Honey | [Outdated] Tutorial
Introduction
Honey is a small but high level, flow oriented, declarative programming language designed to facilitate the pre-processing and analysis of symbolic and numerical time series and sequence datasets.
A script is a text file with the ".tit" extension. A script defines a list of operations to apply on a dataset (or a set of datasets). Each line defines one operation to apply on the dataset. Each operation takes one or several input signals, and produces one or several output signals. You will see that some operations do not require any input (e.g. the calendar change point generation operation, reading of keyboard) and some other do not produce any signal output (e.g. the write to file operation, printing on screen).
Opposite to most programming languages, Honey does not have conditional and loop keywords. A script defines a flow of operations. Each operation processes its input, and produces some output that will be sent to some other operations. Instead of IF statements, Honey has several operations which filter data. It might seem strange, but you will see that it makes the scripting very clear. Additionally, due to this structure, a script can be seamlessly applied on a static dataset or on an online/continuous data flow.
While Honey has its own particular syntax (that you will lean in this tutorial), you can use any editor configured with the Perl syntax coloration to help in Honey script reading.
Honey supposes input and output datasets to be Symbolic and Scalar Time Sequence (SSTS). A SSTS is composed of channels. Each channel is associated with a name (also called channel symbol) and a set of records. Each record is associated with a timestamp (represented as a double precision floating point number) and a value (represented as a single precision floating point number).
The following table shows an example of SSTS with three channels. Each record is represented by (x,y) where x is the time-stamp and y is the value.
Symbol | Records |
---|---|
e1 | (15.81,1) (16,1) |
s1 | (5.,-5.1) (20.,5.2) (28,12) (28,13) |
s2 | (1.,1.1) (2.,1.1) (5.81,12) (12,-1) |
Each SSTS channel is either an event or a scalar. Both types are stored similarly and only differ in the way the user wants to interpret them. Events generally represent change-points, while scalars generally represent regularly (or semi-regularly) sampled measurements. We will also talk about status channels. A status channel is a scalar channel that can only have the value 0 or 1.
SSTS can be represented graphically (see figure 1).
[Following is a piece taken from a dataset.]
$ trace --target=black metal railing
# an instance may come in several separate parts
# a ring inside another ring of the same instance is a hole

You might be familiar with multi-variate time series. This well-known representation is a special case of SSTS. Therefore, Honey can be used to process multi-variate time series.
SSTS are used to represent a large variety of phenomena. For example, an event channel can be used to indicate the purchase of an item, the activation of a sensor, or the start of a new day. Similarly, a scalar channel can be used to count the number of purchases of an item in the last 2 hours, the current temperature, or the numerical value of the current hour.
The simplest and most used file format to store time series is certainly the CSV format. A .csv file is a text file that represent a two dimensional array. The first column of the array contains a list of timestamps while the other columns contain the numerical values of the different scalar channels for each timestamp.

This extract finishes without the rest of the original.